The phrase Mozart Effect conjures an image of a pregnant woman who, putting headphones conspicuously over her belly, is convinced that playing classical music to her unborn child will improve the kids' intelligence. But is there science to back up this idea, which has brought about a cottage industry of books, CDs and videos?
A short paper published in Nature in 1993 unwittingly introduced the supposed Mozart effect to the masses. Psychologist Frances Rauscher's study involved 36 college kids who listened to either 10 minutes of a Mozart sonata, a relaxation track or silence before performing several spatial reasoning tasks. In one test——determining what a paper folded several times over and then cut might look like when unfolded——students who listened to Mozart seemed to show significant improvement in their performance (by about eight to nine spatial IQ points).
In addition to a flood of commercial products in the wake of the finding, in 1998 then——Georgia governor Zell Miller mandated that mothers of newborns in the state be given classical music CDs. And in Florida, day care centers were required to broadcast symphonies through their sound systems.
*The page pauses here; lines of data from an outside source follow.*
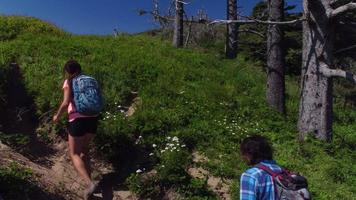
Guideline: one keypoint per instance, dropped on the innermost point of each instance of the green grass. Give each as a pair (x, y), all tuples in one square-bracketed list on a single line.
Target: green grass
[(209, 103)]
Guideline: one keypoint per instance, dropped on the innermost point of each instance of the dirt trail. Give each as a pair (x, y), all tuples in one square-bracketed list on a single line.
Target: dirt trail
[(50, 162), (61, 178), (218, 185)]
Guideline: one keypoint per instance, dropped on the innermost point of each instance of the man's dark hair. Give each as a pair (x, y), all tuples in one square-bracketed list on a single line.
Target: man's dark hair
[(256, 148), (72, 67)]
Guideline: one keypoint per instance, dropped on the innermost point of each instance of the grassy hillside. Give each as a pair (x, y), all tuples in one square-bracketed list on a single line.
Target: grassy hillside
[(207, 103)]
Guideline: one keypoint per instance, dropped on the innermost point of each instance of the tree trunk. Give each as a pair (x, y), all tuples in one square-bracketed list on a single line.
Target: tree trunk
[(178, 25), (232, 28), (275, 57), (315, 109)]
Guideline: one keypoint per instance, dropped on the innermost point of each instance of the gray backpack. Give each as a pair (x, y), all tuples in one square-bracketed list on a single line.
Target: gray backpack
[(288, 185)]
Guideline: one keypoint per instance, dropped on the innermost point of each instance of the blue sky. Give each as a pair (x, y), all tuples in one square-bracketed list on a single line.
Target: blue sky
[(102, 16)]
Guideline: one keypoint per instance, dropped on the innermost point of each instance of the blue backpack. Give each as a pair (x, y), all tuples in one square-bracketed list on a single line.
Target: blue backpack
[(86, 94)]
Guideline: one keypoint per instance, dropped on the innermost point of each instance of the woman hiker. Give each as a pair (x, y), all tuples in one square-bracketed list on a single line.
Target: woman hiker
[(81, 128)]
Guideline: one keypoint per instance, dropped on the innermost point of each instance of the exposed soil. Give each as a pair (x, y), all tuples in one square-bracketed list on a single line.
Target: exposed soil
[(218, 185), (50, 163)]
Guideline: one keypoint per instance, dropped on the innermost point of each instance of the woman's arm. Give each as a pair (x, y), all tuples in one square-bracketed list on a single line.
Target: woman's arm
[(64, 105)]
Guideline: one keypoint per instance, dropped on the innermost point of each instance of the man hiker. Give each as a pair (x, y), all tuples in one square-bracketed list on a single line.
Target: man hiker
[(265, 180)]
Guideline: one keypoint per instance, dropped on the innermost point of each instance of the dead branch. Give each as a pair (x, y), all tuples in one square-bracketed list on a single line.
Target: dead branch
[(253, 21), (345, 49), (251, 31), (326, 71), (342, 9)]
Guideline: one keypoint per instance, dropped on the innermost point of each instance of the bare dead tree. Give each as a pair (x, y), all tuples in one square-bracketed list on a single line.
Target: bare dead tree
[(315, 110), (275, 57), (231, 30), (178, 24)]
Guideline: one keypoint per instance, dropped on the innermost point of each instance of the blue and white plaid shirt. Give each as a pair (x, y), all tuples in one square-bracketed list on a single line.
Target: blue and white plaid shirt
[(256, 184)]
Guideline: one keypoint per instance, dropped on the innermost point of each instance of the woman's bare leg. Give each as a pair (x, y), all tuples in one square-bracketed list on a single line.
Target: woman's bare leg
[(85, 152)]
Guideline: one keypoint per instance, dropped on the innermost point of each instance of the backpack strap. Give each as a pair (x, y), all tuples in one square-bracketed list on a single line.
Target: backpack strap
[(267, 169)]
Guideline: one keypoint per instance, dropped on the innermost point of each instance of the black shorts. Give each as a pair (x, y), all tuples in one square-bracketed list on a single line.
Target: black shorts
[(81, 126)]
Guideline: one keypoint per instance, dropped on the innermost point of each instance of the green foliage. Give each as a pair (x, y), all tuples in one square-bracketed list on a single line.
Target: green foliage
[(15, 180)]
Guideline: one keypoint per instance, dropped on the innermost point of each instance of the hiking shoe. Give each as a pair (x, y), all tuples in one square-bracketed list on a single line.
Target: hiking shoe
[(88, 193)]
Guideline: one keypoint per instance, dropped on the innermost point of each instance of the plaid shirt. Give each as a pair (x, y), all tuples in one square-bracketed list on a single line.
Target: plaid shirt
[(256, 184)]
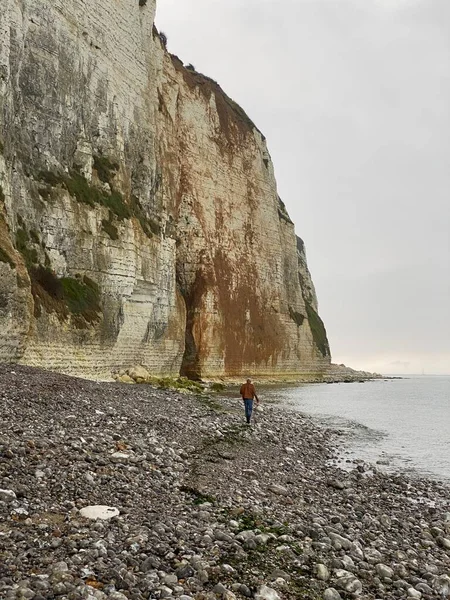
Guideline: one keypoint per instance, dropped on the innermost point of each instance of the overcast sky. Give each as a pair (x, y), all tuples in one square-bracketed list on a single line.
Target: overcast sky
[(354, 99)]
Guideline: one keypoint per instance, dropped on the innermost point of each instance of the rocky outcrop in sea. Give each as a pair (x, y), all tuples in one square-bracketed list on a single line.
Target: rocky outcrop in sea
[(120, 492)]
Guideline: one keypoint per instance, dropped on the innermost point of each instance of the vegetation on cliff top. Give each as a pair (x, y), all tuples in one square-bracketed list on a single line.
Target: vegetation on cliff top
[(228, 110), (77, 296)]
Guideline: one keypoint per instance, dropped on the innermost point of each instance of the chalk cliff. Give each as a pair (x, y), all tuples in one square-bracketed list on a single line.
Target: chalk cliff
[(139, 216)]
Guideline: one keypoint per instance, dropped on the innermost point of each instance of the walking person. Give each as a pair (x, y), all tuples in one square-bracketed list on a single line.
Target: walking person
[(248, 393)]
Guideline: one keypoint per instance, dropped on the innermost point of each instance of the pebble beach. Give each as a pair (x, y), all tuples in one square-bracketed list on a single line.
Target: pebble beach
[(131, 492)]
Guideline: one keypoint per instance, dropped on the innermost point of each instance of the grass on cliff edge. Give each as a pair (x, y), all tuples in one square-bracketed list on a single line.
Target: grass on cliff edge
[(80, 189)]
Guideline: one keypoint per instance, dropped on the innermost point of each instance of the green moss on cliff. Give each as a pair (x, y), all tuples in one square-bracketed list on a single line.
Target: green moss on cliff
[(82, 297), (110, 229), (79, 296), (25, 246), (297, 317), (86, 193), (5, 258), (318, 330)]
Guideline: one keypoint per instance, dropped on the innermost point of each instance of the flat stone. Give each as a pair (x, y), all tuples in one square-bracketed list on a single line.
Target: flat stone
[(120, 457), (99, 512), (384, 571), (322, 572), (266, 593), (331, 594), (7, 495)]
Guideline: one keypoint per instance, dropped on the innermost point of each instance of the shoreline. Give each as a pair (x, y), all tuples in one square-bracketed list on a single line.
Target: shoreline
[(208, 508)]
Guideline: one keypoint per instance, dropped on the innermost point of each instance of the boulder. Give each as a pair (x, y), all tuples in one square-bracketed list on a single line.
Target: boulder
[(99, 511)]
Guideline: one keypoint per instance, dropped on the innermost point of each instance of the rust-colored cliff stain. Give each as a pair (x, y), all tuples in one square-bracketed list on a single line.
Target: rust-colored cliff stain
[(252, 336)]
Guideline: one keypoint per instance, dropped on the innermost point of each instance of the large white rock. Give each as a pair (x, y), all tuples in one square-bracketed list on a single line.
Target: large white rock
[(99, 511), (7, 495)]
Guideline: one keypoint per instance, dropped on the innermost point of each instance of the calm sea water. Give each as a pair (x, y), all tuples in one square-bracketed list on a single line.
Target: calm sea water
[(404, 424)]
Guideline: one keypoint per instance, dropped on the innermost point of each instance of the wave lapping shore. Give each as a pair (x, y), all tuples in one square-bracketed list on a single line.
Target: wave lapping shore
[(206, 508)]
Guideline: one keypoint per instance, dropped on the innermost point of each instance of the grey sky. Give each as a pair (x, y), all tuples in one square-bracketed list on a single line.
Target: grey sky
[(354, 99)]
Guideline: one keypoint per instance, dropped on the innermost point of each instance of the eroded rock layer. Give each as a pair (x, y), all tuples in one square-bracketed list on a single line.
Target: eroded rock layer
[(139, 217)]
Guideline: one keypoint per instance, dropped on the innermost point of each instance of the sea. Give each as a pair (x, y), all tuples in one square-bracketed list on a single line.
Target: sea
[(401, 425)]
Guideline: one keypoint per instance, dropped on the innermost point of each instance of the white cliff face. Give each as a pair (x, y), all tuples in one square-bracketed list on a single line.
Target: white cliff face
[(139, 218)]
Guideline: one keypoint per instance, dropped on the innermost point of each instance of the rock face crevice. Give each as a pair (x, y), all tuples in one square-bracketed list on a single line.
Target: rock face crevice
[(139, 216)]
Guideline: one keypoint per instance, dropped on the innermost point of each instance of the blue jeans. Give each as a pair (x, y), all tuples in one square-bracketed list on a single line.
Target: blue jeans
[(248, 408)]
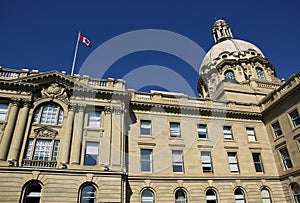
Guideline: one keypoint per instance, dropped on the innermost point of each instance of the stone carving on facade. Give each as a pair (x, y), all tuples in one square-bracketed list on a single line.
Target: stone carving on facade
[(54, 90), (45, 132)]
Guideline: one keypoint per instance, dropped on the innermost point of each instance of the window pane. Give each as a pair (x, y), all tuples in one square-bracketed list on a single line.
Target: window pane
[(202, 131), (42, 150), (3, 111), (94, 119), (145, 128), (91, 153), (146, 160), (175, 129)]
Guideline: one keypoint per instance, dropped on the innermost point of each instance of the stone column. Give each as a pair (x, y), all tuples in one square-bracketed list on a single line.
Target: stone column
[(9, 129), (17, 140), (77, 136), (67, 137)]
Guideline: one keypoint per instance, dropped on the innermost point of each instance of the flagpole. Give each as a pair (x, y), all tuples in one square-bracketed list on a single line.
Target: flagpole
[(75, 54)]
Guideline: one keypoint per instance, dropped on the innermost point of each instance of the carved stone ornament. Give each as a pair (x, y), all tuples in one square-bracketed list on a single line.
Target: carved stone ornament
[(54, 90), (45, 132)]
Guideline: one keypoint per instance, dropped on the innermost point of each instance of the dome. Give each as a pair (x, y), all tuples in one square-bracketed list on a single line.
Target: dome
[(233, 47)]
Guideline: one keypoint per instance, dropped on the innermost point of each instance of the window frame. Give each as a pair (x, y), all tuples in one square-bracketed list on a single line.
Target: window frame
[(258, 163), (225, 133), (150, 161), (179, 162), (208, 162), (284, 159), (277, 129), (235, 163), (91, 155), (251, 136), (175, 133), (201, 131), (143, 129)]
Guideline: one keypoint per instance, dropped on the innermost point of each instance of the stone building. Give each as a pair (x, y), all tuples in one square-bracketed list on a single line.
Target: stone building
[(78, 139)]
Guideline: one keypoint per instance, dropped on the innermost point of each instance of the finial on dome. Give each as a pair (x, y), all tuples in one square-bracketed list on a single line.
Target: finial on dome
[(221, 31)]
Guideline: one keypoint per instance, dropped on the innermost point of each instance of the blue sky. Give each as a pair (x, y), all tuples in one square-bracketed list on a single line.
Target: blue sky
[(42, 34)]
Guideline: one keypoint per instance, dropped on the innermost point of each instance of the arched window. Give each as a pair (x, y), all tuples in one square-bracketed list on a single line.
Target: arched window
[(265, 196), (180, 196), (239, 196), (229, 75), (211, 196), (49, 113), (296, 192), (32, 193), (88, 194), (147, 196), (260, 74)]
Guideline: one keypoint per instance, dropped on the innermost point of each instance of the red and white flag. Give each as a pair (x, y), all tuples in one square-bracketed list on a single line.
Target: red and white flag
[(85, 40)]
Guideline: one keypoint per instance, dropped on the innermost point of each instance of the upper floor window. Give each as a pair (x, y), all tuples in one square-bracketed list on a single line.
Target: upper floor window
[(32, 193), (239, 196), (49, 113), (233, 162), (202, 131), (260, 73), (88, 194), (227, 131), (295, 117), (145, 129), (259, 168), (146, 160), (180, 196), (174, 129), (296, 192), (91, 153), (286, 158), (94, 119), (177, 159), (211, 196), (147, 196), (206, 162), (42, 149), (229, 75), (276, 129), (251, 134), (265, 196), (3, 110)]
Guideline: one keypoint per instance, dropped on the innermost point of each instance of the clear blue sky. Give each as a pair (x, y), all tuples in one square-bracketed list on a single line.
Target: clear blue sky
[(42, 34)]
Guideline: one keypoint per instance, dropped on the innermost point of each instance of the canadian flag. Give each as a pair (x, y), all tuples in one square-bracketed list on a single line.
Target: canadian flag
[(85, 40)]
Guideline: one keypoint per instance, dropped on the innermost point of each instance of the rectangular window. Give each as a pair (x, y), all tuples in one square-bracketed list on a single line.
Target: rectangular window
[(286, 158), (146, 160), (259, 168), (175, 129), (227, 131), (277, 129), (202, 131), (206, 162), (42, 150), (94, 119), (295, 117), (233, 162), (251, 134), (145, 129), (91, 153), (3, 111), (177, 159)]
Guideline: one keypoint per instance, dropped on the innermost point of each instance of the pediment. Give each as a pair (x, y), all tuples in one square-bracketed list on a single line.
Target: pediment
[(45, 132)]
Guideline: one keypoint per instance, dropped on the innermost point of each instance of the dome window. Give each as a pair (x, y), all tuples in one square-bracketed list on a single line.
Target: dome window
[(229, 75), (260, 73)]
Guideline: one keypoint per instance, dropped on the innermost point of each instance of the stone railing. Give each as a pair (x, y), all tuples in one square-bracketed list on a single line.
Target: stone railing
[(293, 81), (39, 163)]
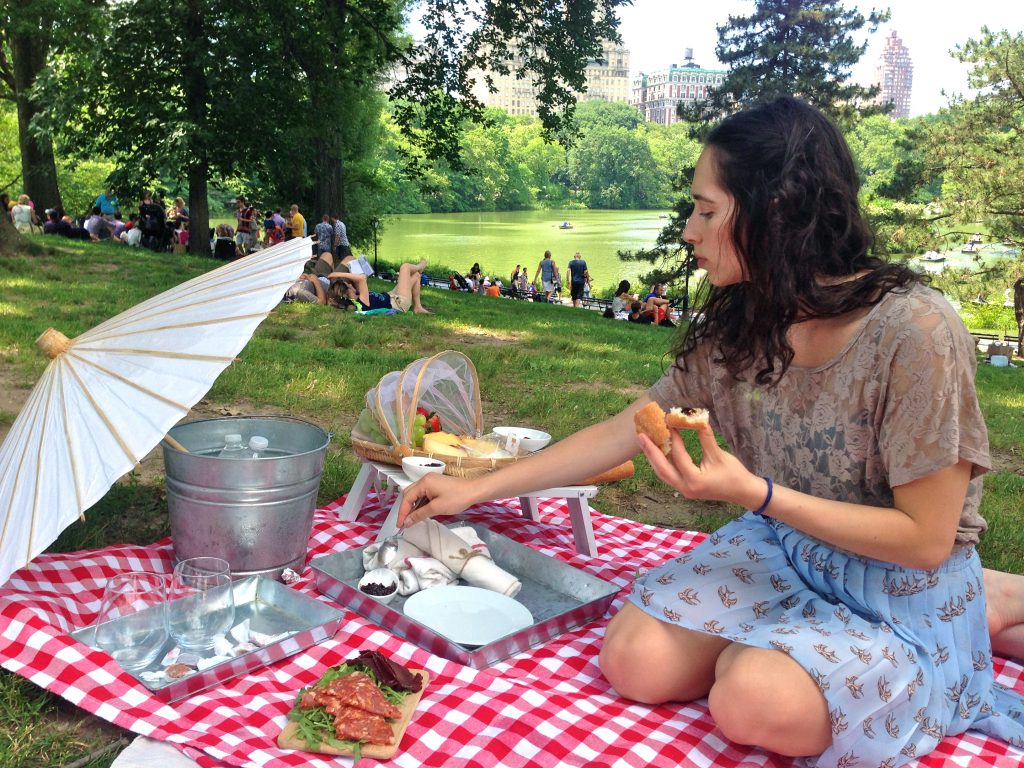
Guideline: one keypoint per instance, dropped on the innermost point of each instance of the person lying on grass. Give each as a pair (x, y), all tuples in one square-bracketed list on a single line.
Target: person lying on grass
[(349, 288), (847, 616)]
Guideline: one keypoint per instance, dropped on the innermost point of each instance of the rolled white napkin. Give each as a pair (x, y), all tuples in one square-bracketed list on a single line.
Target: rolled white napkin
[(423, 572), (463, 558), (372, 556)]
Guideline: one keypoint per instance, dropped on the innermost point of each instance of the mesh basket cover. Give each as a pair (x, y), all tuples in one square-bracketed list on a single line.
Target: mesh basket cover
[(444, 384)]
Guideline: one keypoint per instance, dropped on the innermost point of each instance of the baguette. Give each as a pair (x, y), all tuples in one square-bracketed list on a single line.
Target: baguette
[(650, 421), (687, 418), (653, 422)]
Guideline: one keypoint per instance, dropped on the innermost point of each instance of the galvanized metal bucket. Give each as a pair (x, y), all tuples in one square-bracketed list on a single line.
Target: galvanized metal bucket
[(255, 513)]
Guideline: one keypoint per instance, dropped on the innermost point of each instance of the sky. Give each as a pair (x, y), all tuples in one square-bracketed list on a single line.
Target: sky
[(656, 32)]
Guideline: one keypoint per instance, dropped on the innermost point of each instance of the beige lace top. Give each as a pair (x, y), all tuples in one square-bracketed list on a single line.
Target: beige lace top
[(897, 403)]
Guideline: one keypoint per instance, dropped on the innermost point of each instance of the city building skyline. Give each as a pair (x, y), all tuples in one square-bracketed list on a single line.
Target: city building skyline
[(894, 75), (657, 94), (607, 79)]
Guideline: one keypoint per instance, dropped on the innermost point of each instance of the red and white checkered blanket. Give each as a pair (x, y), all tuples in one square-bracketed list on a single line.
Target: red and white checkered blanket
[(548, 707)]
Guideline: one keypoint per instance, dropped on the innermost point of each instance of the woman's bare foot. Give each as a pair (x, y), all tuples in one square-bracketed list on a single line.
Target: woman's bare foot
[(1005, 597)]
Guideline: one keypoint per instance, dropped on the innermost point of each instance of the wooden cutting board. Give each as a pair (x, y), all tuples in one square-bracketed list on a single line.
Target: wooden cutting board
[(289, 738)]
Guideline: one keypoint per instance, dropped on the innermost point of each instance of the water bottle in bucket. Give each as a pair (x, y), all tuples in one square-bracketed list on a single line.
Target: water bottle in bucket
[(233, 448)]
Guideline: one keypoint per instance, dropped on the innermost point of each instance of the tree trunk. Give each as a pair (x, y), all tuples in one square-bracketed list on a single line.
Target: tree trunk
[(38, 167), (199, 210), (197, 92), (1019, 314), (329, 194), (10, 239)]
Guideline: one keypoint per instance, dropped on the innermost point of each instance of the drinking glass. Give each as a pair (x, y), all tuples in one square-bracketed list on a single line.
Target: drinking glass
[(132, 620), (201, 604)]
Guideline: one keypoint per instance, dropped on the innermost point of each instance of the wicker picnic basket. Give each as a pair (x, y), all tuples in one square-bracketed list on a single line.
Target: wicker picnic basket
[(445, 384)]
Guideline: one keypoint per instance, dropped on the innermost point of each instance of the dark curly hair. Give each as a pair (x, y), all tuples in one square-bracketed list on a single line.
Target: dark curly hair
[(796, 223)]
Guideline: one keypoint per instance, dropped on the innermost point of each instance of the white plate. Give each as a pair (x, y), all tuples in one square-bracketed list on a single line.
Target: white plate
[(468, 615)]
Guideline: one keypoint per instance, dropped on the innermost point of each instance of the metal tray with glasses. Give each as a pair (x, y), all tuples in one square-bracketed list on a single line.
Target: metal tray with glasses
[(559, 596), (295, 621)]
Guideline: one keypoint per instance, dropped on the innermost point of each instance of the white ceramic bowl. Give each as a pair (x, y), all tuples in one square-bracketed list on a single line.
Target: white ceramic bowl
[(418, 466), (529, 439), (384, 577)]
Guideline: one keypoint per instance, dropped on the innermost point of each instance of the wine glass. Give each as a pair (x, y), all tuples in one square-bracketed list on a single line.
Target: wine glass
[(132, 624), (201, 603)]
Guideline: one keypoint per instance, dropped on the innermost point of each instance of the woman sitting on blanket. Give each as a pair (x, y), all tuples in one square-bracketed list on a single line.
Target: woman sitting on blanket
[(846, 615), (349, 288)]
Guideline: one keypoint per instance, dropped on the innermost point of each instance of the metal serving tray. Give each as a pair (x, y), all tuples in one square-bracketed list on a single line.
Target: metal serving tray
[(559, 596), (271, 608)]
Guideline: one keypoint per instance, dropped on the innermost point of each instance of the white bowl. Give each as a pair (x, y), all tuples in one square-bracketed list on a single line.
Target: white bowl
[(529, 439), (384, 577), (416, 467)]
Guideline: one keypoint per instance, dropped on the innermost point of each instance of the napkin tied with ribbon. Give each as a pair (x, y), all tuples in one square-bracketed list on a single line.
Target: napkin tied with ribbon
[(463, 553)]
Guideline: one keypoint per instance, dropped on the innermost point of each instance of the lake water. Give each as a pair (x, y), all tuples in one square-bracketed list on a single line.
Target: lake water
[(502, 240), (954, 257)]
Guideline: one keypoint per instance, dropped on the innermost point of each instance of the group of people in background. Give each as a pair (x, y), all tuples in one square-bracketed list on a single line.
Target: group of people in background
[(162, 228), (654, 308)]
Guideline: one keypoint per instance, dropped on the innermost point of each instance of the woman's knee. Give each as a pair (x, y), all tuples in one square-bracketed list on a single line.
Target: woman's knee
[(763, 697), (648, 660)]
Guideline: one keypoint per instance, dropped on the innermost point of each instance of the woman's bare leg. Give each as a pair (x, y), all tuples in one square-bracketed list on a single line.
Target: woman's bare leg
[(764, 698), (652, 662), (409, 284), (358, 282), (756, 696), (1005, 600)]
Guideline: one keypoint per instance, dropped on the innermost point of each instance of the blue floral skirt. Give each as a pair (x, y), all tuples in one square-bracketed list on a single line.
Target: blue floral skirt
[(902, 656)]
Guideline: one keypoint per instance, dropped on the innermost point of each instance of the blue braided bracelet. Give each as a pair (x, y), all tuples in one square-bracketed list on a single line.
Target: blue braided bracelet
[(760, 511)]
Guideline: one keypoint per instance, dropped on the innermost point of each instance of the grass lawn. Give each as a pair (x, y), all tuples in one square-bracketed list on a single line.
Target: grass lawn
[(548, 367)]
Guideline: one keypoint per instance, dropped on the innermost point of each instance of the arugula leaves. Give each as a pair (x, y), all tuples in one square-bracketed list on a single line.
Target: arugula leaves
[(316, 727)]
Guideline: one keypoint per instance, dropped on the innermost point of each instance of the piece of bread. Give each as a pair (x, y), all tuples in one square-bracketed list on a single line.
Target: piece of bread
[(650, 421), (687, 418), (624, 470)]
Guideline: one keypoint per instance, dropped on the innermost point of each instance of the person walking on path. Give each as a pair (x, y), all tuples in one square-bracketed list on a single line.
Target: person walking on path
[(579, 279), (324, 235), (297, 223), (548, 272), (342, 249), (846, 617), (244, 232)]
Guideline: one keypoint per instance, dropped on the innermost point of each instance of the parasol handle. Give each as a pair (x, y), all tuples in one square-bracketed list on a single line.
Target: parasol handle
[(53, 343), (175, 444)]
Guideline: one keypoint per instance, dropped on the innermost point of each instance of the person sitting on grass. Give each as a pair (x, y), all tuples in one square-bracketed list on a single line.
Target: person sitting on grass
[(637, 314), (656, 304), (846, 617), (308, 289), (352, 288), (623, 299)]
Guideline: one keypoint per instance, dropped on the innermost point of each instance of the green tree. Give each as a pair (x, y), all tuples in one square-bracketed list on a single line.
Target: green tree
[(896, 182), (548, 44), (613, 168), (31, 33), (798, 47), (543, 162), (674, 150), (977, 143)]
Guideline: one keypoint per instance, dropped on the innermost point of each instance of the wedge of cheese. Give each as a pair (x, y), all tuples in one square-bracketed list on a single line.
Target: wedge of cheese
[(441, 443)]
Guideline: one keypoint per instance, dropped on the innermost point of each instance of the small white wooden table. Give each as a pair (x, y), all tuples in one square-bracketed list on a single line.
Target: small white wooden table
[(375, 474)]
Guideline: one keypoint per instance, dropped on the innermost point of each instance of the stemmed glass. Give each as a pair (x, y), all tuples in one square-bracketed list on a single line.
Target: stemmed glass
[(201, 603), (132, 625)]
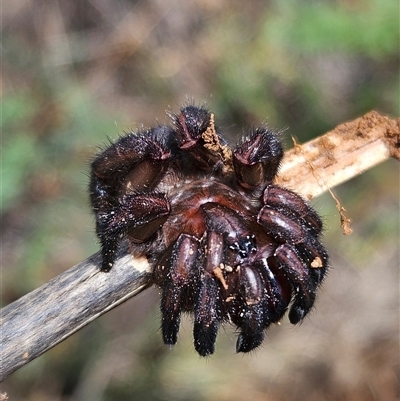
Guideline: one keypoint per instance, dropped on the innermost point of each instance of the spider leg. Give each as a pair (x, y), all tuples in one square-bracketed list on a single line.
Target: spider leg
[(254, 312), (137, 162), (177, 284), (256, 159), (207, 307), (302, 257), (300, 275), (142, 214)]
Earlier this year, the Federal Ministry of Education and Research in Germany published a second review study from a cross-disciplinary team of musically inclined scientists who declared the phenomenon nonexistent. I would simply say that there is no compelling evidence that children who listen to classical music are going to have any improvement in cognitive abilities, adds Rauscher, now an associate professor of psychology at the University of Wisconsin-Oshkosh. It's really a myth, in my humble opinion.